Arte sacra che ha significato, per lui, interrogarsi insieme sulla scultura e sul sacro: dunque, spingere la fotografia a cogliere non solo la bellezza che vedono gli storici e gli amanti dell’arte, ma anche l’atto di fede che ha guidato la dotta mano dell’artista, fianco a fianco con la comunità che a quell’opera fede ha prestato.
Ecco allora che, si tratti d’antico o di contemporaneo, la fotografia, diversamente ma con pari intento rispetto all’opera, inzia nuovamente a far trapelare il proprio mistero, a far vivere ciò che Walter Guadagnini ha di recente definito con sintesi luminosa, e proprio a proposito della Pietà michelangiolesca di Amendola, “il tempo, sacro, della riflessione e dell’ascolto”.

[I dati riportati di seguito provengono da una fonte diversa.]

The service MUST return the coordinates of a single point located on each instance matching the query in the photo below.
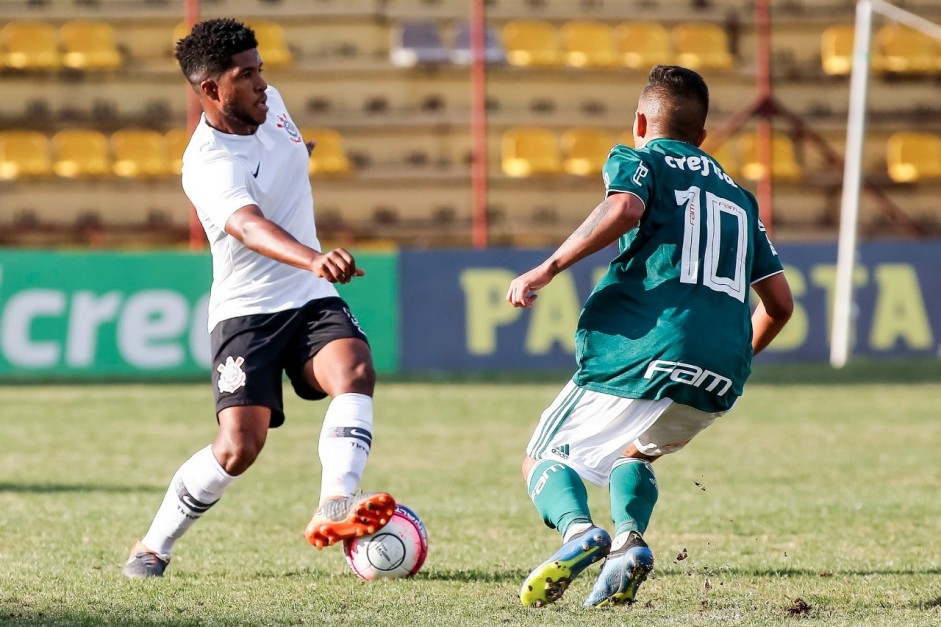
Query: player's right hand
(337, 266)
(522, 288)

Qui il souvenir turistico si è infine cancellato, l’opera si è purificata di tutti gli orpelli che la mediocrazia culturale vi ha stratificato, la storia artistica ha ripreso a fluire entro l’alveo di una ricerca di valore prima che di un’estetica algida e irrelata.
Anche per Amendola, in fondo, possono valere le parole che un grande del secolo trascorso, Vasilij Kandinskij, scrisse di un altro grande, Henri Matisse, in Lo spirituale nell’arte, e che in realtà parlano di molti: “anch’egli dipinge immagini, anch’egli cerca di riprodurre il divino”.